Is organizing a union for sex workers good or bad? Unions are known to protect laborers from exploitation by their employers. Although free-market ideologues often criticize unionism, it seems agreeable among the public that function of unions in today's compromised form of capitalist society is to reconcile individual right to economic liberty and individual right to standard of living. In case of forming an union for sex workers, specifically prostitutes, an issue arises and takes off to a different level, as to whether prostitution is a legitimate form of business and whether forming unions for sex workers is good.

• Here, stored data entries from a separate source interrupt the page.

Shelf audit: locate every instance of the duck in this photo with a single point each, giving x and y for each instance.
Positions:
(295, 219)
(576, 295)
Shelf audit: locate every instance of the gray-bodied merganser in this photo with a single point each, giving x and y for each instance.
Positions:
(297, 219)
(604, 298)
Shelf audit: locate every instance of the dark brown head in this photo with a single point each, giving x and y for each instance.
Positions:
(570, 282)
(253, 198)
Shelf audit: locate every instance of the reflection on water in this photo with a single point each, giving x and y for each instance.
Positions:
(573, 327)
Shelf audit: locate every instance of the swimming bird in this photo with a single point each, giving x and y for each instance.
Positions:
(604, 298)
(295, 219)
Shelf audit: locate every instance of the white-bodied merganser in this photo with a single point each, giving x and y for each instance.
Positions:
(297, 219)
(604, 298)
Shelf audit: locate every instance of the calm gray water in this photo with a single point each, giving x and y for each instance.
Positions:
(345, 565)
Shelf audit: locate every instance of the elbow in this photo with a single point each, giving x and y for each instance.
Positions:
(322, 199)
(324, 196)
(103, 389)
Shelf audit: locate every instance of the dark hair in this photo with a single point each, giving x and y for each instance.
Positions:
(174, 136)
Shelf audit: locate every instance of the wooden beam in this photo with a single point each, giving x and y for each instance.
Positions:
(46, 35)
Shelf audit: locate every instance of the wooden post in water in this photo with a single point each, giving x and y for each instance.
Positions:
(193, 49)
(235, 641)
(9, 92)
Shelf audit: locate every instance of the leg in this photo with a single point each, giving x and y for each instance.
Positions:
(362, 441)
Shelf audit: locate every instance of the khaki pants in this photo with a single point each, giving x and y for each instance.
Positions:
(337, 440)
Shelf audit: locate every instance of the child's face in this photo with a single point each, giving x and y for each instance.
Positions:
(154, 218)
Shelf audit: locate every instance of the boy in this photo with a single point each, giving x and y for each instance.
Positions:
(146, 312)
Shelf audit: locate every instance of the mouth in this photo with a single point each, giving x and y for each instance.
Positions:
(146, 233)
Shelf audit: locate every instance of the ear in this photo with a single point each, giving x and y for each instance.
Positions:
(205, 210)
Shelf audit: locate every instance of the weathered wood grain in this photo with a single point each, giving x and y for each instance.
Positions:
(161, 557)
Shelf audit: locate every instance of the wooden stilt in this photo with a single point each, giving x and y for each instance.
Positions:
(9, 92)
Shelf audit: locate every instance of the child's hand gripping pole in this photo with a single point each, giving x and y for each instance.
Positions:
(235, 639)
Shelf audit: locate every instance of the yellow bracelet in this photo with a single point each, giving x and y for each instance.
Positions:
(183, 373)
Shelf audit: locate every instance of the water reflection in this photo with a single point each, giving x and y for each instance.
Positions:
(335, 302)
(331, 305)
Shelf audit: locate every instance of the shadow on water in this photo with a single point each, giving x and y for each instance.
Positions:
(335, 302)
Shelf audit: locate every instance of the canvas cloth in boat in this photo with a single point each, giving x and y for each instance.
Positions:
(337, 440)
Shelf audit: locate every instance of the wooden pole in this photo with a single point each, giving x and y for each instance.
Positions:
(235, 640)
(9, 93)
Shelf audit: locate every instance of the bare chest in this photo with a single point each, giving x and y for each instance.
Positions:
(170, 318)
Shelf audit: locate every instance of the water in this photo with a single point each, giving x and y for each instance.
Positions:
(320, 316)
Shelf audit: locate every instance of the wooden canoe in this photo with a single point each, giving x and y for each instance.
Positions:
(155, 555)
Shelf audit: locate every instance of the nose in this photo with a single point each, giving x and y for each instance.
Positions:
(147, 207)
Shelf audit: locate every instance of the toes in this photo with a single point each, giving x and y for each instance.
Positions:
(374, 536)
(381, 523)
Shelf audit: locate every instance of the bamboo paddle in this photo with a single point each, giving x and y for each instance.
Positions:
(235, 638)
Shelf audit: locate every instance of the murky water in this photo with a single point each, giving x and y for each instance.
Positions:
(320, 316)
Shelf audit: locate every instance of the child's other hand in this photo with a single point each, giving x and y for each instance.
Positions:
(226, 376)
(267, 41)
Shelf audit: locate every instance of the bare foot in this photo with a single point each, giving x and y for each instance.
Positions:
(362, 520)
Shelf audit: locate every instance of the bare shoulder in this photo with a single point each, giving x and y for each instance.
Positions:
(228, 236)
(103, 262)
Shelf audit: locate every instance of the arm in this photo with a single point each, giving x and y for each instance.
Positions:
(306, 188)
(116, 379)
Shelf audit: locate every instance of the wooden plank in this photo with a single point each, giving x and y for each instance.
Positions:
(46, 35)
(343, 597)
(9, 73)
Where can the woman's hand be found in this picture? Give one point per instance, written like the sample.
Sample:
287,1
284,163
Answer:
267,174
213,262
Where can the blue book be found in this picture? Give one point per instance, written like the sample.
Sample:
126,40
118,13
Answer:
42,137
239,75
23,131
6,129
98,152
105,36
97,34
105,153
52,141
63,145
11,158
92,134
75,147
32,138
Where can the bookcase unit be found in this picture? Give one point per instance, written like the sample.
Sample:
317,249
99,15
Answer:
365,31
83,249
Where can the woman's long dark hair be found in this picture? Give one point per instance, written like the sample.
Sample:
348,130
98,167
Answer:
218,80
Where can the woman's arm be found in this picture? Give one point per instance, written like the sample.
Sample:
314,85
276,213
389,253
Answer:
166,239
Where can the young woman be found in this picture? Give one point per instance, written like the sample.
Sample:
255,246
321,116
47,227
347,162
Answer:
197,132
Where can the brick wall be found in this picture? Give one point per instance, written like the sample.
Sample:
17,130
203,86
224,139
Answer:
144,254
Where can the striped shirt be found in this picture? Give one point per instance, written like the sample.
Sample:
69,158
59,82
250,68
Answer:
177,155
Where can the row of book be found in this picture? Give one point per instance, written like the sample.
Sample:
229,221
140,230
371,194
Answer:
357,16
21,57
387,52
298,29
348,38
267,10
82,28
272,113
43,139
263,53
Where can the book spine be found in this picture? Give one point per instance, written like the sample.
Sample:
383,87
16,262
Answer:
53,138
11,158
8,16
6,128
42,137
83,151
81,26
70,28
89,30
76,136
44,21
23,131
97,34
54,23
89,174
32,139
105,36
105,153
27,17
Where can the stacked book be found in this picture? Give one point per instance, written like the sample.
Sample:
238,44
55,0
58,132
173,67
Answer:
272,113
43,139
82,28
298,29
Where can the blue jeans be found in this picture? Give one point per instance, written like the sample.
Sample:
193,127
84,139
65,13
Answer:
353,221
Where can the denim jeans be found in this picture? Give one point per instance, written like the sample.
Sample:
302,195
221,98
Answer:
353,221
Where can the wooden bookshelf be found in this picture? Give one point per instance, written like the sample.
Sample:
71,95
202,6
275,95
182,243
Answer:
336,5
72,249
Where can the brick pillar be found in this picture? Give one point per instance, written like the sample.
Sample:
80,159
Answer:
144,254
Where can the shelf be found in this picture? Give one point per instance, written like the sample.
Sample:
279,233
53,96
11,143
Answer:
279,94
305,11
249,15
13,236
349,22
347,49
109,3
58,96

If society were to acknowledge prostitution as a legitimate form of business, organizing a union for sex workers would be necessary. Prostitution has long been condemned by society due to political, social, and cultural reasons, and therefore their working conditions have often been neglected and/or cared less, for such commercial sex activities are "sinful" or "wrong" to begin with. Thus, those who happen to work in the industry need a legitimate means to negotiate to prevent exploitation by their employers. However, some activists do not view prostitution as an acceptable business practice. They do not regard prostitution as a legitimate commercial practice because prostitution itself is a form of exploitation in their logic. Since the practice is self-exploitative, organizing unions for sex workers is considered merely a way to legitimize prostitution per se.
This is certainly a complex case. But, given prostitution will always exist whether legal or not, what can we do to help protect rights of sex workers?